Reduce the correlation and coupling between the parts, and avoid or alleviate the mutual interference between them;

It is easy to locate faults, facilitate quick repairs, and improve system reliability.

(7) Isolation and buffering

The input and output channels are a way for external interference signals to enter the system. Transformers can be used to isolate AC signals; optocouplers can be used to isolate DC signals. The external input and output channels are isolated from the control components in electrical connection, blocking external interference signals from entering the control system.

(8) Device optimization

Since UPS generally works continuously, it is necessary to screen and compare repeatedly to prevent system failure due to the device itself.

(9) Anti-interference of printed circuit boards

Printed circuit boards should follow the principles of large-area grounding, graded shielding, and short lines for large signals and high-impedance circuits.

3.2 Software anti-interference

According to different sources, software interference types can be divided into two categories: one is that the input and output channels are interfered with, making the system unable to be accurately controlled; the other is that the program is interfered with during execution and runs away. When designing the system, use:

(1) System power-on self-diagnosis

When the system is cold started, it will first perform a self-check on the CPU, RAM, etc. If an abnormality is found, it will report the error and wait for repair to avoid operating with the problem.

Self-examination generally has the following methods:

Power-on self-test; timed self-test; key-controlled self-test.

(2) Using a monitoring timer or watchdog technology

The monitoring timer is a monitoring circuit that resets the system when the system software is disturbed and deviates from the predetermined path. Most single-chip systems are equipped with a monitoring timer circuit.

(3) Setting up software traps

In the fault of the program area, fill the gap with NOP instructions to ensure that the program that was bounced due to interference can enter the normal operation track as soon as possible. Use a strong jump guide instruction to force the captured program to a specified address. Add two NOP instructions in front of it.

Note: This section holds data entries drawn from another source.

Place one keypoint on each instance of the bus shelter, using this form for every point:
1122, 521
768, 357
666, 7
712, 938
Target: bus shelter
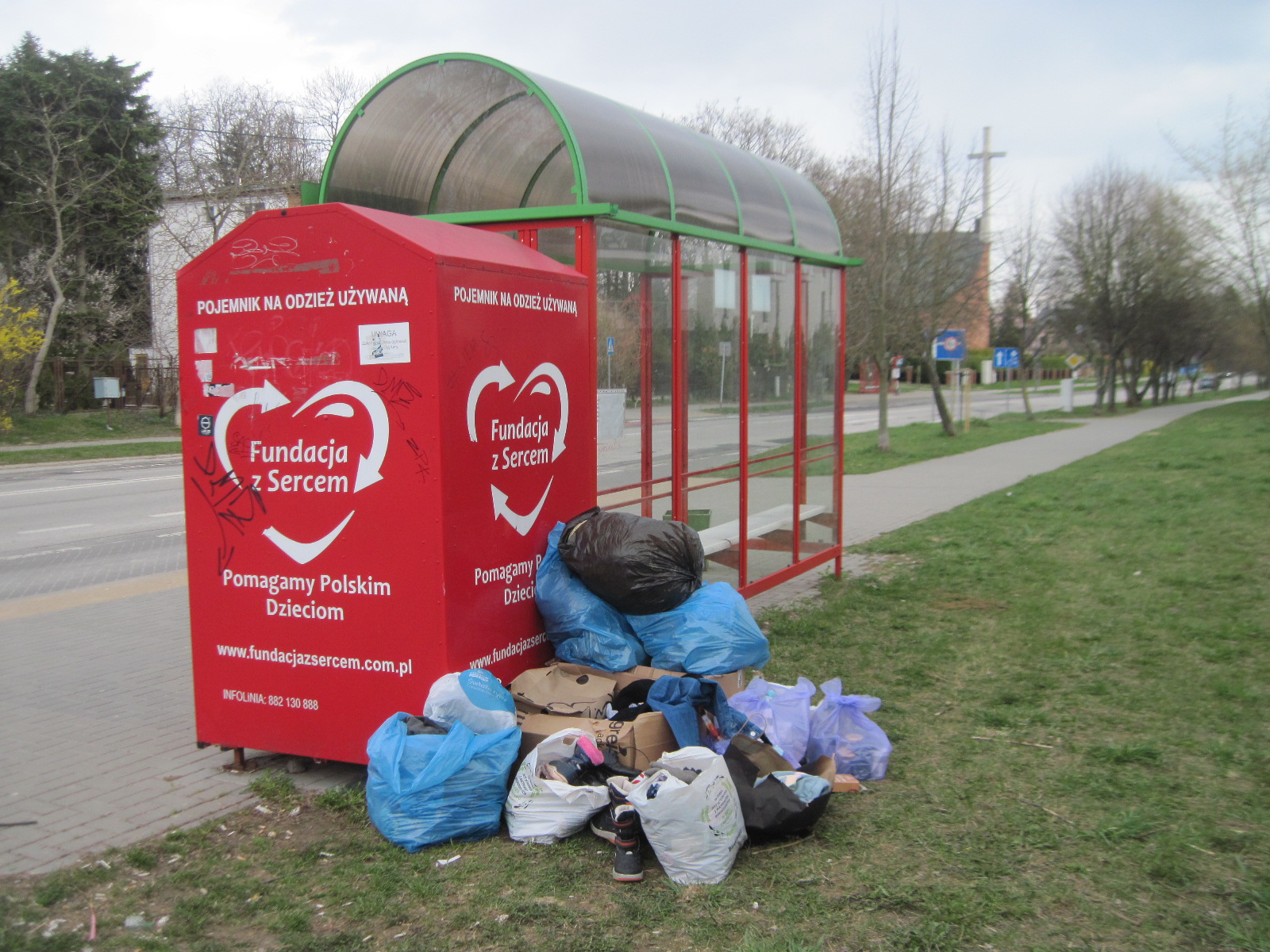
717, 294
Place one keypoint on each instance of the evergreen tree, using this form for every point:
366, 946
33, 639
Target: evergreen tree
78, 178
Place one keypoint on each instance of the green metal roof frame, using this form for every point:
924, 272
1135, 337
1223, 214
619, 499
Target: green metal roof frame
584, 209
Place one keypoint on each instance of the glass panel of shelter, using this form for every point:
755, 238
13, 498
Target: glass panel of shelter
778, 403
772, 419
634, 370
822, 298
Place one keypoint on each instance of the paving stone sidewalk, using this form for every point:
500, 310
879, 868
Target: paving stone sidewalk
95, 698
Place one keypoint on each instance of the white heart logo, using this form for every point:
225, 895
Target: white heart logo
545, 374
268, 399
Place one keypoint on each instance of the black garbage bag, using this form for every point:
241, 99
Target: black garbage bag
772, 808
638, 565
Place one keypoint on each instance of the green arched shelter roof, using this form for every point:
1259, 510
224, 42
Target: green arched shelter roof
463, 133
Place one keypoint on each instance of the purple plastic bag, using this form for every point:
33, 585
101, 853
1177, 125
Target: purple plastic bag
781, 711
840, 729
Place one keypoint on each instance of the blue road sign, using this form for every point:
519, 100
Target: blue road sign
950, 346
1005, 359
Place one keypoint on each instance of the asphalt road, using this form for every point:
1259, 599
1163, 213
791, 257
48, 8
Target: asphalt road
67, 526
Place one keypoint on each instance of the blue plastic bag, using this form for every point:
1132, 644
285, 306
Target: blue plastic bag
784, 714
429, 789
840, 730
583, 628
713, 632
681, 700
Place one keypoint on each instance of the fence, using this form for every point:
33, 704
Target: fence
67, 384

(4) All unused interrupt entries are filled with RETI instructions.

4 Conclusion

Uninterruptible power supply is a system where strong and weak electric signals intersect, and there are various interferences. If the system does not have strong enough anti-interference ability, even if the overall design, hardware design, and software design are reasonable, it cannot fully guarantee that the system works well. The actual system interference is complex, and it is necessary to accumulate experience in practice. Only in this way can a better circuit be designed.